Większy deficyt może mieć przejściowy, negatywny wpływ na rynek złotego i obligacji, ale nie powinien być on znaczący - uważa minister finansów Jacek Rostowski.

"To nie jest jakiś bardzo znaczący efekt, przyjmuję to (osłabienie złotego - PAP) z dużą dozą spokoju. Nie powinno to znacząco wpływać na rentowności, choć w jakiejś mierze wpływ może być" - powiedział Rostowski w czwartek w TVN CNBC Biznes.

"Myślę, że eksperci BNP Paribas się pomylą. Jakiś przejściowy efekt może mieć miejsce, myślę, że nie będzie znaczący" - powiedział Rostowski.

W czwartkowej rekomendacji BNP Paribas napisał, że inwestorzy powinni sprzedać polskie obligacje rządowe z powodu bardzo niebezpiecznej perspektywy fiskalnej.
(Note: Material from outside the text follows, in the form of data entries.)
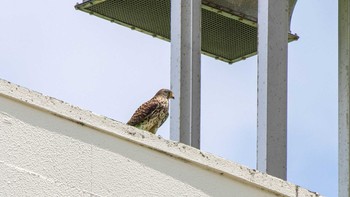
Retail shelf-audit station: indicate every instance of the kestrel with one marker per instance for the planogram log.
(153, 113)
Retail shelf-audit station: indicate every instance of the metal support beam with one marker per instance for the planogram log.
(273, 27)
(344, 98)
(185, 71)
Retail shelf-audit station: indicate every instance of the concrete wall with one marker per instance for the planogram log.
(50, 148)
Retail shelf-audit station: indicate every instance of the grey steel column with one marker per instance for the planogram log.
(344, 98)
(273, 27)
(185, 71)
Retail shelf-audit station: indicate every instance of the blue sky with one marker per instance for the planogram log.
(50, 47)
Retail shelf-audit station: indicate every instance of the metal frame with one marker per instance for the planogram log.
(272, 87)
(185, 71)
(344, 98)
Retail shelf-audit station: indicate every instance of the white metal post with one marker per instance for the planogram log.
(185, 71)
(344, 98)
(273, 27)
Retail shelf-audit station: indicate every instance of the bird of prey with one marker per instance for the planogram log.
(153, 113)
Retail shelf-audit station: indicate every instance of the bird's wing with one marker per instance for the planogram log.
(143, 112)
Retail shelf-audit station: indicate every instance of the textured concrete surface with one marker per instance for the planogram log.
(50, 148)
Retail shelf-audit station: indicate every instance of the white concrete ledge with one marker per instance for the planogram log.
(50, 142)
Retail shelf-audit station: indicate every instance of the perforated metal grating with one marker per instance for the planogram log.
(225, 36)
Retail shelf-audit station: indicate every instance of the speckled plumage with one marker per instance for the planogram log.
(153, 113)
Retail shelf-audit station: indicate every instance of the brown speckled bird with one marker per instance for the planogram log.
(153, 113)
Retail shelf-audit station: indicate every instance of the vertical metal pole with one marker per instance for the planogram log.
(344, 98)
(273, 26)
(185, 71)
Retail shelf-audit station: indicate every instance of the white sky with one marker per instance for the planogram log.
(50, 47)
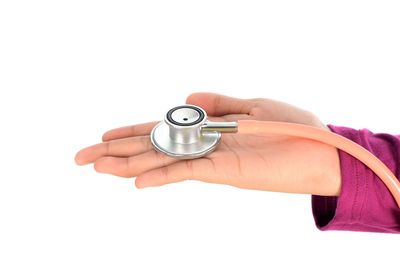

Zgodnie z projektem budżetu przyjętym we wtorek przez Radę Ministrów, deficyt budżetowy w 2010 roku wzrośnie do 52,2 mld zł z 27,2 mld zł w 2009 roku.

"Teraz złoty jest znacznie silniejszy niż w I kwartale roku, kiedy taki ruch byłby niebezpieczny" - dodał minister finansów.